A reader passes along the following, which I have not had a chance to independently verify. Happy to hear any corrections or additions:
As you know, President Trump’s former attorney Sidney Powell filed her so-called “Kraken” lawsuits in district courts in Georgia and Michigan on November 25. It is widely assumed that Powell included in both complaints a sworn statement by cyber-security expert Dr. Navid Keshavarz-Nia, who concluded that widespread manipulation of electronic voting systems caused hundreds of thousands of votes cast for Trump to be transferred to Biden.
And as you surely know, in the two weeks since Powell filed those lawsuits, the Keshavarz-Nia statement spread rapidly throughout social media, where it has generally been hailed as credible evidence that the election was compromised.

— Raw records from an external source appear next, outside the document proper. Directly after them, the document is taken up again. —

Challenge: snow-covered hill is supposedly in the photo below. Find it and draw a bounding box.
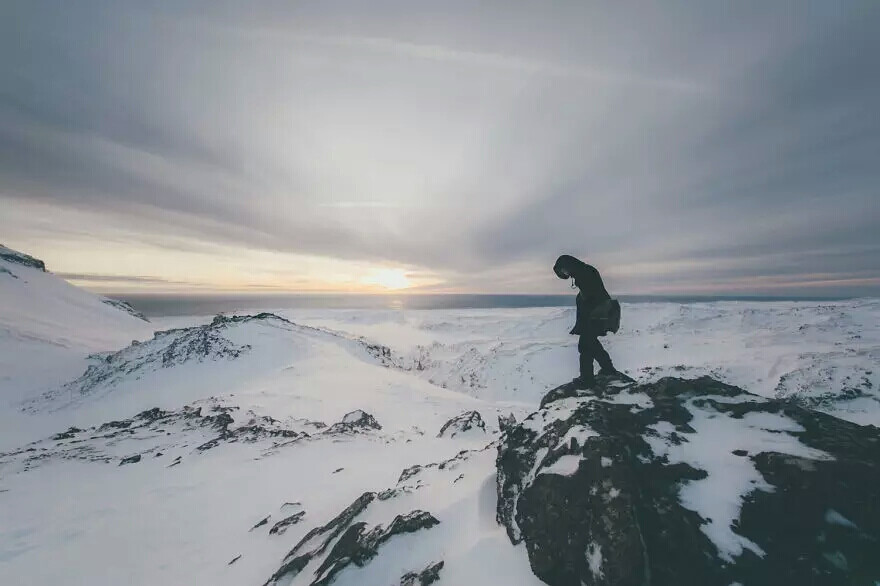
[0,245,153,438]
[0,249,880,586]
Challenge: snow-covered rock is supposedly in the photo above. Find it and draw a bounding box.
[102,297,150,321]
[0,244,46,273]
[497,377,880,586]
[437,411,486,437]
[327,409,382,433]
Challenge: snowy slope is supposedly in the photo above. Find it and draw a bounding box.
[0,245,152,405]
[282,299,880,426]
[0,260,880,585]
[0,314,538,584]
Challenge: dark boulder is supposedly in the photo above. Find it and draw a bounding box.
[119,454,141,466]
[0,244,46,273]
[269,511,306,535]
[437,411,486,437]
[312,511,440,586]
[324,409,382,435]
[497,377,880,586]
[400,560,443,586]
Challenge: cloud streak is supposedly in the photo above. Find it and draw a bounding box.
[0,1,880,294]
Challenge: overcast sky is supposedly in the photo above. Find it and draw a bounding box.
[0,0,880,295]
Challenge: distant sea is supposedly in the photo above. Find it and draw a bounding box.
[108,293,842,317]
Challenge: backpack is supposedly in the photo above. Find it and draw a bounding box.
[590,299,620,336]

What the Public Doesn’t Know:
Contrary to widespread assumptions, the Keshavarz-Nia statement was not part of either of the the lawsuits heard by the courts. In the Georgia case, the statement was never filed with the court. And in the Michigan case, the statement was initially filed but was removed four days later when the original complaint was replaced by an amended version from which any reference to Keshavarz-Nia had been omitted. Powell neglected to inform the court, press, or public that the Keshavarz-Nia statement was never filed in Georgia and was removed from the Michigan case. As of yet, these sleight-of-hand maneuvers have received no press attention (to my knowledge) and appear to have gone undetected by the public. Consequently, without ever facing the scrutiny of judges or opposing counsel, Powell scored a rather big victory in the court of public opinion by fooling many into believing that a cyber-security expert risked perjuring himself in testifying that the election was stolen from Trump.